ANTIVC_120916_225
Existing comment:
Accomplices:
Freed and enslaved blacks, as well as sympathetic whites, assisted runaway slaves by offering refuge, advice and legal assistance. Accomplices risked ostracism, imprisonment and death. Fugitive slave laws required all citizens to report runaways to authorities. People who "enticed" slaves to escape and aided fugitives could receive years in prison.

Case Study:
Anyone suspected of enticing a slave to flee could be prosecuted. The story of Ann Matthews, a white woman from Baltimore City jailed for encouraging her neighbor's slave to escape, reveals the aggressiveness to Maryland's pro-slavery sentiments. Matthews received a ten-year prison sentence in 1848, even though Margaret, the slave she allegedly encouraged, never attempted to run away.
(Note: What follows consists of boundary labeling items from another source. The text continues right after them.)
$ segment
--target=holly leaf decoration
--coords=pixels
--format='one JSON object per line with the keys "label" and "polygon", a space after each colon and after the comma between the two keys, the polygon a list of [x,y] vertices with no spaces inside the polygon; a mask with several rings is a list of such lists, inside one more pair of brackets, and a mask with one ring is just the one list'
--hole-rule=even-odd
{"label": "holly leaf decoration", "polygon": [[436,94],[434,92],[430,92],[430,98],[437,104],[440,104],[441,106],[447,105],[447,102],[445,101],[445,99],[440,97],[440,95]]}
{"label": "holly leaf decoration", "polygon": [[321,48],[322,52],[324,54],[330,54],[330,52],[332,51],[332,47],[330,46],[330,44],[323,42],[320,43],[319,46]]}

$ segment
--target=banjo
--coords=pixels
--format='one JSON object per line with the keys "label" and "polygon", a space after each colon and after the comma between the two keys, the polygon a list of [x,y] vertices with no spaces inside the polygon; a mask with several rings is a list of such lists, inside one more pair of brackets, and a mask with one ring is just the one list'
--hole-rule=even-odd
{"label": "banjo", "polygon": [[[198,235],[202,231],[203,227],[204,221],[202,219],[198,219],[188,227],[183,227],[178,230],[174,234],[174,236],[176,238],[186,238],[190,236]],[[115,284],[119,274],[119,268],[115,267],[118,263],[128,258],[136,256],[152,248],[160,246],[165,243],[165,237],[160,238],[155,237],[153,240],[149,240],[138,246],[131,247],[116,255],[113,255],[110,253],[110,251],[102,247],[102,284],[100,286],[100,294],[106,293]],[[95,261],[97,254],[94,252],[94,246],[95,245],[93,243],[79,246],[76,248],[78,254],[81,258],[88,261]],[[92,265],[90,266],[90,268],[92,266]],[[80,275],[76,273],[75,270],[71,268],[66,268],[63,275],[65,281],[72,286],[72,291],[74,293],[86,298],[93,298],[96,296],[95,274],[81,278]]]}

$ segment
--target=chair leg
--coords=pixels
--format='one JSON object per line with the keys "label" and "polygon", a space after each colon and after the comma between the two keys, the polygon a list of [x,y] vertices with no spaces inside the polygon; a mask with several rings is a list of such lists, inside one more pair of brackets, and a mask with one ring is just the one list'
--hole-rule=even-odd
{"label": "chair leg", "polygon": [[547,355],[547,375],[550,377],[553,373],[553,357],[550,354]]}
Detractors in the community wrote to Governor Philip Francis Thomas that Matthews was "a perfect pest" and "a terror." However, the jury sympathized with Matthews, recommending that she be pardoned because she was "no abolitionist, or in any way hostile to the Institution of Slavery." Matthews was pardoned, but died three years later.

Case Study:
The fear of separation from friends and family was a common motivation to attempt an escape. Abraham Brogden, a free black, worked in Anne Arundel County near his enslaved wife, Cinderella. The Brogdens fled together in 1848, fearing the Cinderella would be sold to a distant master to settle her owner's debts. Their attempts failed and Abraham was sentenced to the Maryland Penitentiary, while Cinderella was sold outside Maryland. Sympathetic Annapolis residents wrote that Abraham's "crime was in endeavoring to set his wife at liberty." Sadly, Cinderella passed away before Abraham was pardoned in 1853.